Paul Morley, New Musical Express, 20 October 1979


THE ADVERTS, with unforeseen stamina, have substantially matured since their early days. No longer can technical inadequacy or limited vocabulary be criticisms – just the opposite in fact. Crudity has grown into ceremony.

The Adverts these days are a vain, sluttish combination of Iggy's grace, Talking Head's compulsion and Springsteen's drive, with lyrics that are a conversational extension of Gary Numan's self-important visions of the state of the world, its fate and its brutality.

Sounds a fab fusion? It ain't.

So a few more shapes, a bit of depth, and lots of derelict piano have been added to the original sound, which has been severely sandpapered by producer Tom Newman (of Mike Oldfield fame), yet can't escape the clutches of the ever-earnest Gaye Advert's plodding bass.

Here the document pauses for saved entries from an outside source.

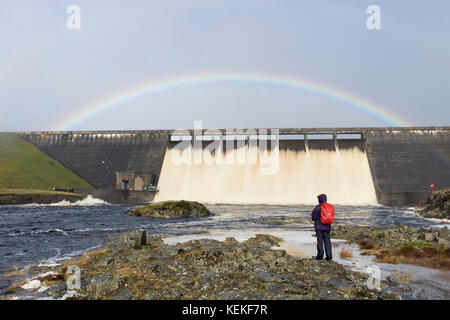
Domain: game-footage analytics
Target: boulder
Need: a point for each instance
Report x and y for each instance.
(32, 285)
(171, 209)
(130, 240)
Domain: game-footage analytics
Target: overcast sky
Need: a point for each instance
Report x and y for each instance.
(48, 72)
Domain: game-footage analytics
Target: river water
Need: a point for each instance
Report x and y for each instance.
(50, 233)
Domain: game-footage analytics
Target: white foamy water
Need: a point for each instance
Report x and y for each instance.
(88, 201)
(344, 175)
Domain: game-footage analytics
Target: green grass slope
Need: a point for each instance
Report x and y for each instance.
(23, 166)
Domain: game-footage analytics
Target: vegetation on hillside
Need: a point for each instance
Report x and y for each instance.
(23, 166)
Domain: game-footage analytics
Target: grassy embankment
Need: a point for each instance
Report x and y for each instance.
(26, 171)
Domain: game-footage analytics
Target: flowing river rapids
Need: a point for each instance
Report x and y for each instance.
(47, 234)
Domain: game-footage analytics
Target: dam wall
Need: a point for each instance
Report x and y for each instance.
(113, 162)
(390, 166)
(404, 163)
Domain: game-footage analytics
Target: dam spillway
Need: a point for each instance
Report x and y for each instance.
(391, 166)
(294, 174)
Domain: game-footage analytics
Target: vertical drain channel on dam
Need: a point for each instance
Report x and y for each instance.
(307, 165)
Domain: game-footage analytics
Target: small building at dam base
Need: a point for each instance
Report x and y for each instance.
(389, 166)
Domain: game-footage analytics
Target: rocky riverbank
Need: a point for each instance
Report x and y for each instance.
(438, 206)
(401, 244)
(171, 209)
(134, 266)
(22, 196)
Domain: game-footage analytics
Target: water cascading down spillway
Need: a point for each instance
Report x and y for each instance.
(280, 171)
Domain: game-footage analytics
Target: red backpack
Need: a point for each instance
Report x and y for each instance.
(326, 213)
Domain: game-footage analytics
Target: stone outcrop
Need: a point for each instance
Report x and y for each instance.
(438, 206)
(207, 269)
(171, 209)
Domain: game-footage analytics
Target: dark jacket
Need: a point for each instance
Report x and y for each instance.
(315, 216)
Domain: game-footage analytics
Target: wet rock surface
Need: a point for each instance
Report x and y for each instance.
(204, 269)
(171, 209)
(438, 206)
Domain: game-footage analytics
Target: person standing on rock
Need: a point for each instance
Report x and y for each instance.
(323, 215)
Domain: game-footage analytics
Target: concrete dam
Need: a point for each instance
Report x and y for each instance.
(389, 166)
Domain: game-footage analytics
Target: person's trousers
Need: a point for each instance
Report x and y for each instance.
(323, 237)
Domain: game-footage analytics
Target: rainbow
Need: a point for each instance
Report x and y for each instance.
(295, 83)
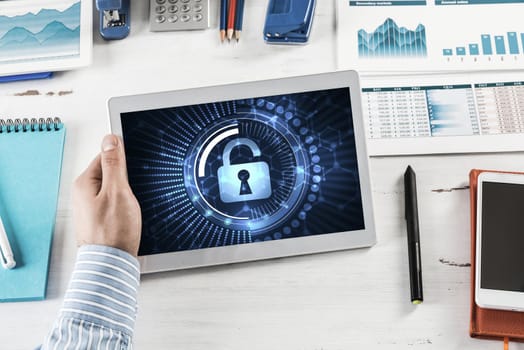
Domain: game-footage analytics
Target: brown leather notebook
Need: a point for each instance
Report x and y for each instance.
(489, 323)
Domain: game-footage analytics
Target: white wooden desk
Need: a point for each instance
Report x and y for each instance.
(345, 300)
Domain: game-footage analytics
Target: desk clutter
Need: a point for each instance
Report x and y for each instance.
(435, 102)
(30, 167)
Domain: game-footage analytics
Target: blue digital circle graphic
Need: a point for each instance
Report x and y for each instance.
(279, 151)
(242, 171)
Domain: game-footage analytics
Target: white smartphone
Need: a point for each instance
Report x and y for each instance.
(499, 264)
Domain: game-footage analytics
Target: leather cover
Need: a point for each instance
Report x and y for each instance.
(489, 323)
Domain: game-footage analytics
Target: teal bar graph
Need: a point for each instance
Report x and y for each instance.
(513, 43)
(474, 49)
(500, 47)
(487, 49)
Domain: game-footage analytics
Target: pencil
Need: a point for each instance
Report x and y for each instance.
(231, 18)
(223, 17)
(239, 16)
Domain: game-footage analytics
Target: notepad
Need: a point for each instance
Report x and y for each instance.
(30, 165)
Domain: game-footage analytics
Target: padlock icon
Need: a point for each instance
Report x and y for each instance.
(243, 182)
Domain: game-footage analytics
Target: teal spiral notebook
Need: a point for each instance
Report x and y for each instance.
(30, 166)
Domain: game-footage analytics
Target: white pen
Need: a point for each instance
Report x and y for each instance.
(6, 254)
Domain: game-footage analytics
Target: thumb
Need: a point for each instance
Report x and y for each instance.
(114, 173)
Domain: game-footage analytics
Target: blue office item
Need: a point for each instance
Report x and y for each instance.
(30, 76)
(114, 18)
(288, 21)
(30, 166)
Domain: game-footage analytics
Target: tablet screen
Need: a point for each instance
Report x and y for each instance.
(502, 236)
(244, 171)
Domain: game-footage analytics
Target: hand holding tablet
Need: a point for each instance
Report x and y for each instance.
(247, 171)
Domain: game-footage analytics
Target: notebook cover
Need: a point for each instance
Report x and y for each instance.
(30, 166)
(489, 323)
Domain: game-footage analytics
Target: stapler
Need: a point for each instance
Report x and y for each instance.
(114, 18)
(288, 21)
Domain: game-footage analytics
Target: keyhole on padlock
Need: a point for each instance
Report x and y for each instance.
(243, 176)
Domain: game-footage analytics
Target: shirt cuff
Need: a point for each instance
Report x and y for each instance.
(104, 287)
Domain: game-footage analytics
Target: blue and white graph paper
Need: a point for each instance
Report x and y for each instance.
(430, 36)
(44, 36)
(30, 170)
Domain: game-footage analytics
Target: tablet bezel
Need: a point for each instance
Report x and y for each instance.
(267, 249)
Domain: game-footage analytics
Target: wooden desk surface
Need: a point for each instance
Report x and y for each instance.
(345, 300)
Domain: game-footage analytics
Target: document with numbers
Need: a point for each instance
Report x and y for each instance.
(455, 113)
(429, 35)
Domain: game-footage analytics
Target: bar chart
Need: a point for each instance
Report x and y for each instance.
(510, 43)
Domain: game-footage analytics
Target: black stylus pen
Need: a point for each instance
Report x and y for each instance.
(415, 263)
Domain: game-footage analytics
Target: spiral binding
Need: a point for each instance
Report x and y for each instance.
(25, 125)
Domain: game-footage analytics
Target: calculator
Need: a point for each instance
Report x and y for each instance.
(165, 15)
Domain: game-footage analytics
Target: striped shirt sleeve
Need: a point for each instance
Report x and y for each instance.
(100, 305)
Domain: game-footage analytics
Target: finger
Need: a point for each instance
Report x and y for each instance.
(114, 173)
(90, 180)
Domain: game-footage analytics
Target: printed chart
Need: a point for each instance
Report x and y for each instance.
(391, 40)
(489, 114)
(420, 36)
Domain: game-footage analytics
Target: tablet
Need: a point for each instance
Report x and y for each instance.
(247, 171)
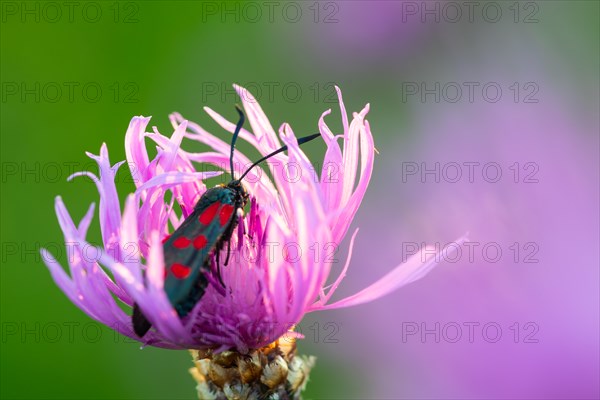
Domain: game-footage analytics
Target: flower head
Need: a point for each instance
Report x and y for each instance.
(272, 279)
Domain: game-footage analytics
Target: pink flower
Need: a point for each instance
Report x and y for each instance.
(273, 277)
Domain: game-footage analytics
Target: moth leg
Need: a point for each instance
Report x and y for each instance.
(228, 253)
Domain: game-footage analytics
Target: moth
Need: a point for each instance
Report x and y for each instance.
(187, 252)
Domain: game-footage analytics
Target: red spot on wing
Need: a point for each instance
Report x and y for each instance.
(200, 242)
(209, 214)
(180, 271)
(181, 242)
(225, 214)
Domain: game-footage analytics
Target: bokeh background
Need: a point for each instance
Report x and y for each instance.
(485, 116)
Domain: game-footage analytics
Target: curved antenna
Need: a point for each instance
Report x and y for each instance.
(301, 141)
(236, 133)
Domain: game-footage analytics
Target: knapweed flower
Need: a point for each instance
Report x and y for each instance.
(281, 260)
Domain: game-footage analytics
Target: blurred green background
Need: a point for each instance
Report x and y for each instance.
(73, 78)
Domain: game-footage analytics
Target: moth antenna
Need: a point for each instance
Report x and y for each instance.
(301, 141)
(236, 133)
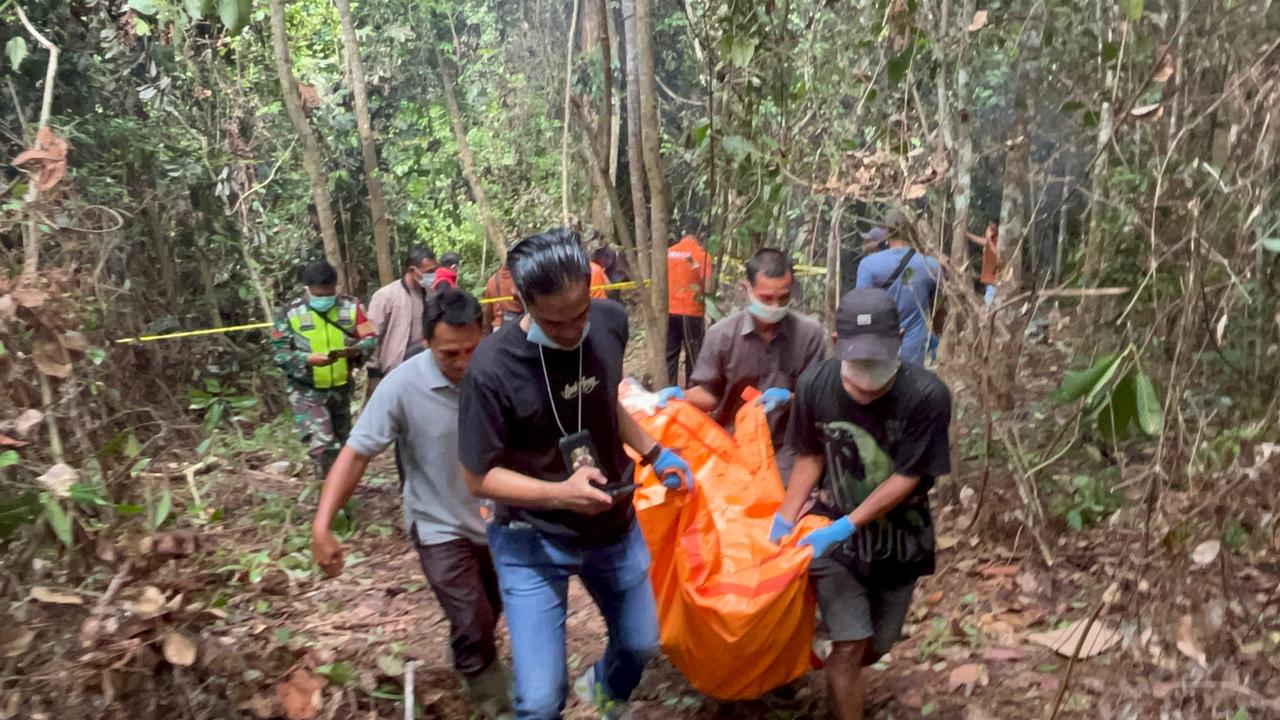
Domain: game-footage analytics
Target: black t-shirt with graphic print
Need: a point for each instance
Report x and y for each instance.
(903, 432)
(506, 417)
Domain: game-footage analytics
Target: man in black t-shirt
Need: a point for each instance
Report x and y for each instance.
(874, 432)
(540, 432)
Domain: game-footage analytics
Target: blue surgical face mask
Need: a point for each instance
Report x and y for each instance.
(538, 336)
(767, 314)
(323, 302)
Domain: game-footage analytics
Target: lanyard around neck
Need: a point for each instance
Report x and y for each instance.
(551, 395)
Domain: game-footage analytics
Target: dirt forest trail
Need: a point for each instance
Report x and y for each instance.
(269, 637)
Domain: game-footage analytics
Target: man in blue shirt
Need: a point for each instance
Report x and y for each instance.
(914, 290)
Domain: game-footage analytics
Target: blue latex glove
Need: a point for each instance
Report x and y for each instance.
(668, 393)
(773, 399)
(780, 529)
(672, 469)
(823, 540)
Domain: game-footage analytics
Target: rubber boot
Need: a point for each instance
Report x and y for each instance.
(489, 693)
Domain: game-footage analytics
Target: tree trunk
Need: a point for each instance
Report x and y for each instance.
(650, 137)
(469, 164)
(368, 145)
(1098, 172)
(963, 192)
(310, 145)
(1014, 200)
(568, 96)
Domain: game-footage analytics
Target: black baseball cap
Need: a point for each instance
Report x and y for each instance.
(867, 326)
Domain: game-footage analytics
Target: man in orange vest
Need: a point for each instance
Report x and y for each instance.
(318, 340)
(689, 276)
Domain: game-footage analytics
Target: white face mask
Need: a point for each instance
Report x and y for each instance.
(869, 376)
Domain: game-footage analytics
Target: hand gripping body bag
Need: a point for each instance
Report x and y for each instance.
(735, 611)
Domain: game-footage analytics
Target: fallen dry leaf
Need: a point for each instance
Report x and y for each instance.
(261, 706)
(59, 479)
(149, 604)
(1143, 110)
(16, 641)
(50, 358)
(1206, 552)
(1064, 641)
(1187, 643)
(27, 420)
(178, 650)
(968, 675)
(30, 296)
(49, 154)
(41, 593)
(300, 696)
(1002, 654)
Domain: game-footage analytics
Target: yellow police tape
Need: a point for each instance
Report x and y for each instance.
(626, 285)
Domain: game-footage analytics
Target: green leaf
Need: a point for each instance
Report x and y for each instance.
(234, 14)
(737, 146)
(197, 9)
(16, 50)
(131, 446)
(899, 64)
(58, 519)
(1151, 414)
(1084, 382)
(1075, 520)
(163, 509)
(18, 511)
(338, 673)
(1116, 417)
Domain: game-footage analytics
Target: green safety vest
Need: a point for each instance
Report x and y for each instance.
(318, 336)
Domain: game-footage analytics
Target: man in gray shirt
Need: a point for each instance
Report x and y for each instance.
(416, 406)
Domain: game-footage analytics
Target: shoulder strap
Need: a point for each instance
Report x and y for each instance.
(901, 265)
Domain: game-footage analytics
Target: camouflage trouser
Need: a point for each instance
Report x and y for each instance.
(323, 418)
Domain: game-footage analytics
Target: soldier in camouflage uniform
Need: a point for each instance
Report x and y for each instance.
(318, 340)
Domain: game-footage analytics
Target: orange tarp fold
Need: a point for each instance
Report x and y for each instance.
(735, 611)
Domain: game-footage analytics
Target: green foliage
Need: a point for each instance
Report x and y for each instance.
(1086, 501)
(16, 50)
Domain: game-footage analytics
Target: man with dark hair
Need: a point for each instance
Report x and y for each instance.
(396, 310)
(873, 431)
(913, 279)
(447, 274)
(764, 346)
(417, 409)
(542, 433)
(498, 313)
(318, 340)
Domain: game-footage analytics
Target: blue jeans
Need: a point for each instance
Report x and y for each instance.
(533, 573)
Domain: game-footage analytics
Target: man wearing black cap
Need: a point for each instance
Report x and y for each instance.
(874, 432)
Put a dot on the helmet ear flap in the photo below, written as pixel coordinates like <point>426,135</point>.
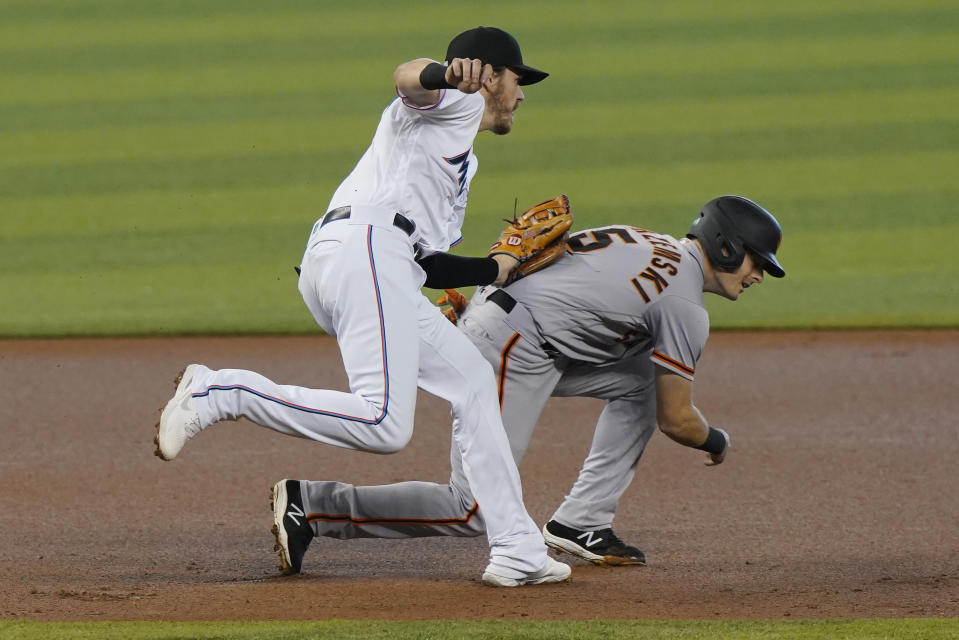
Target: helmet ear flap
<point>728,226</point>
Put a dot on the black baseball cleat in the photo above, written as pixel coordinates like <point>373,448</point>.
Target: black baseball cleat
<point>292,531</point>
<point>601,547</point>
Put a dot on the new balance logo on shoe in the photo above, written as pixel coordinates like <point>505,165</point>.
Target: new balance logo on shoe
<point>599,547</point>
<point>587,538</point>
<point>293,512</point>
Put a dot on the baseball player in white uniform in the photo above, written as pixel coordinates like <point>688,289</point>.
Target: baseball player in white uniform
<point>384,235</point>
<point>621,318</point>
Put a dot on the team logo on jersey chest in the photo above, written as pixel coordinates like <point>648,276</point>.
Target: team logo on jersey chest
<point>463,164</point>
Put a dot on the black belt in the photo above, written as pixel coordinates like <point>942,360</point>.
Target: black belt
<point>506,302</point>
<point>502,300</point>
<point>400,221</point>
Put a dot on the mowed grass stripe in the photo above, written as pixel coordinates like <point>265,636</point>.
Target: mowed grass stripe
<point>245,67</point>
<point>886,172</point>
<point>93,214</point>
<point>816,150</point>
<point>292,36</point>
<point>37,26</point>
<point>166,300</point>
<point>866,94</point>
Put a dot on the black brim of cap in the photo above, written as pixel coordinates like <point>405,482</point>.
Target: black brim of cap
<point>527,75</point>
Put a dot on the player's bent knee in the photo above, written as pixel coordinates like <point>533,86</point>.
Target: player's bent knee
<point>391,435</point>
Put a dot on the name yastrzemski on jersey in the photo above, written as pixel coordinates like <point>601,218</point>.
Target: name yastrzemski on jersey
<point>620,290</point>
<point>666,255</point>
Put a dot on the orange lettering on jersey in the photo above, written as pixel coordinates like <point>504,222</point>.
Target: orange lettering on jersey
<point>668,266</point>
<point>669,254</point>
<point>654,276</point>
<point>639,288</point>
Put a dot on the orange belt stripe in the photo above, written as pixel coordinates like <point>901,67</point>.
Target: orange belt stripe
<point>670,361</point>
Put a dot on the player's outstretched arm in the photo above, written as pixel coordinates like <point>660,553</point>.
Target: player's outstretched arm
<point>681,421</point>
<point>419,81</point>
<point>406,79</point>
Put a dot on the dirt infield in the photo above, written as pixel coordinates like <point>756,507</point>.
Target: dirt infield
<point>840,498</point>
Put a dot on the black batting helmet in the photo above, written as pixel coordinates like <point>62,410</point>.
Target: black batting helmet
<point>729,226</point>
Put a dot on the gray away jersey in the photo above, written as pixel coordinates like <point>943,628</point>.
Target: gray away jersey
<point>619,291</point>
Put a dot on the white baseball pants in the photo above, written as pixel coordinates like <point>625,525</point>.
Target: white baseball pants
<point>361,284</point>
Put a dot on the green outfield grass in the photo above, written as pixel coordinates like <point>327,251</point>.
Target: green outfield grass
<point>163,162</point>
<point>910,629</point>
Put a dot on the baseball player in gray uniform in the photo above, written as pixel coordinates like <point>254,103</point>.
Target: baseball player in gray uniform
<point>621,318</point>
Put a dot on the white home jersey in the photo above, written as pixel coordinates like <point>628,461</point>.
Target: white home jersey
<point>420,164</point>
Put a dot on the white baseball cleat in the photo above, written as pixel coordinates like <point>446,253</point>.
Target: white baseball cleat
<point>553,571</point>
<point>179,420</point>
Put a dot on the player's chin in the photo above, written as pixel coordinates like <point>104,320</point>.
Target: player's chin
<point>502,126</point>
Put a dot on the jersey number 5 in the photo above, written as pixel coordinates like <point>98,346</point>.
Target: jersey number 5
<point>602,238</point>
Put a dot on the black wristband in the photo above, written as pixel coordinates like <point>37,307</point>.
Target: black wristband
<point>433,76</point>
<point>715,442</point>
<point>446,271</point>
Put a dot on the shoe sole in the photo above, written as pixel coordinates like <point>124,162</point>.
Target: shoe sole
<point>282,542</point>
<point>564,546</point>
<point>156,430</point>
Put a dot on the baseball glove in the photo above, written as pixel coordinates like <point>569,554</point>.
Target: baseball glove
<point>456,302</point>
<point>536,238</point>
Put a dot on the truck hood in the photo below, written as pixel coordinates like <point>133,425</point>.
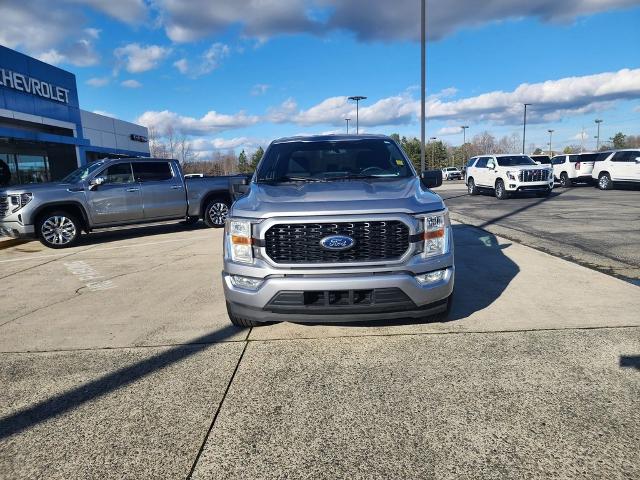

The man responsible for the songs, the arguments and the hope, is nihilist and nitwit TV Smith, whose vocals artlessly strive for notice. The songs are indiscriminately moulded into imposing sub-epics, looming and even hymnal – notably the title track, featuring Kid Strange, where the music attempts to match the content (only a skimming summary of the WORLD).

'Television Is Over' sees the end of the world, contorts and complains itself into a right state, and isn't the only song to feature mongrel choirs. A line from this song "I've just seen the dead/And they don't seem jealous of my life"– is typical of Smith's hardest imagery.

At least it's obvious that Gary Numan took five minutes over his words – which sometimes works, sometimes not – and he can't keep a straight face. TV Smith took a lot longer, and can keep a straight face very well.

He sneers on 'Fate Of Criminals', and is full of determination on 'My Place'. He worries a lot on 'The Adverts' and tries to love on 'Love Songs' and 'I Will Walk You Home'. He sings song of war ('Male Assault'), and existentialist choice, ('I Looked At The Sun'). He's hardly a defeatist, but he wonders what it's like to be one on 'I Surrender'.

After hearing all this you'll never be moved or even particularly | sympathetic. Both the music and the words try hard – too hard – but are ultimately ineffective and inconsequential. Too much is missing, too much has been done by other people before, a lot better.

There are now five Adverts. Smith, Gaye and guitarist Howard Pickup are originals, drummer Rod Latter and keyboardist Tim Cross are new. This ugly crew grace the cover in full colour and mascara. Smith the only one looking into the camera, Gaye the only one not covered by a misty film. The cover is like the music: straight-faced, carefully designed, interesting in perverse way, with lots of things to put you off.

The Adverts remain squalid outsiders. TV Smith probably loves that. Nothing can kill them off, it seems.